As for solutions available:

  1. Add a configuration option the the Enphase Envoy integration to disable the keep-alive connection as needed by the user.
  2. Change the pyenphase library to detect this specific envoy firmware version and disable keep-alive.
  3. Register the issue with HTPX and get the HTTPX library changed, if accepted as an issue.

For feasibility and complexity:

  1. Least impact and complexity even though we want to minimize needed options/configurations. Only code change in the integration by adding an additional option,
  2. Will also require to change the integration as it provides the client and pyenphase will need to set a new client after firmware detection or signal something back to the integration to do so,
  3. This seems to correct way, provided it is recognized as an issue and desired change. Will take more time and testing.

For now I'd propose to discuss the issue with HTTPX, prepare a HA PR to implement 1. as bug fix for now, until HTTPX solutions comes available, if ever. Change can be reverted then.

catsmanac commented 1 month ago

@luis-castro, I've started a discussion with httpx team as well.

Can you provide another packet capture showing some packets where all is working fine in your new setup?

catsmanac commented 1 month ago

Some code to try, with configure option. Haven't been able to fully test yet.

afbeelding

Reload the integration after changing the bottom option.

enphase_envoy.zip

luis-castro commented 1 month ago

Is that last change using the original pyenphase code again or still a modified pyenphase?

It is using the original pyenphase code.

Can you provide another packet capture showing some packets where all is working fine in your new setup?

Sure! Here is a packet capture taken from my dev environment with the modified homeassistant/components/enphase_envoy/__init__.py.

capture-patched.zip

Some code to try, with configure option. Haven't been able to fully test yet.

Thank you!!! Will try out this later today and let you know the results.

catsmanac commented 1 month ago

Any luck testing this?

luis-castro commented 1 month ago

Hello!
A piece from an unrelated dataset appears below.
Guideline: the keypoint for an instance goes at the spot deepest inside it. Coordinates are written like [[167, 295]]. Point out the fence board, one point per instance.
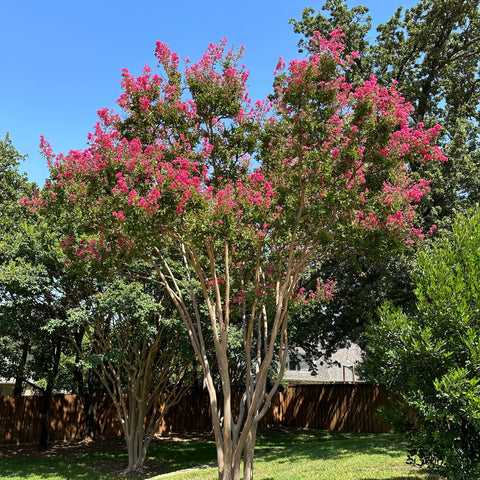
[[335, 407]]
Sorry, I didn't had a chance of testing it till today.

I'm testing it right now. I enabled the "disable_keep_alive" option and so far it is working with no issues.

I wasnt' sure how to upload the files, so this how I installed the files:

  1. From my workstation, I transferred the files to the SSH addon container:

    $ scp * root@homeassistant.local:./enphase_patch
  2. Connected to host and copied files from SSH addon container to host filesystem:

    $ ssh root@homeassistant.local -p 22222  # Connect to host OS
    cd /tmp
    for A in __init__.py config_flow.py const.py strings.json
    do
     cp addon_core_ssh:/root/enphase_patch/$A .
    done
  3. Backup original files and uploaded new versions to homeassistant container:

    for A in __init__.py config_flow.py const.py strings.json
    do
     docker cp homeassistant:/usr/src/homeassistant/homeassistant/components/enphase_envoy/$A $A.bak
     docker cp $A homeassistant:/usr/src/homeassistant/homeassistant/components/enphase_envoy/
    done
  4. Restarted Home Assistant.

Let me know if there is a more appropriate procedure to do it.

catsmanac commented 1 month ago

Thanks @luis-castro, delay is no problem at all, we all have day things to do.

The process you used is fine, you got the "disable_keep_alive" option and as that is working fine it is activated.

Keep in mind that when you upgrade to the just released 2024.10 HA version it will overwrite your changes!

I'll prepare a code update for a future release. Thanks for all your testing !!!.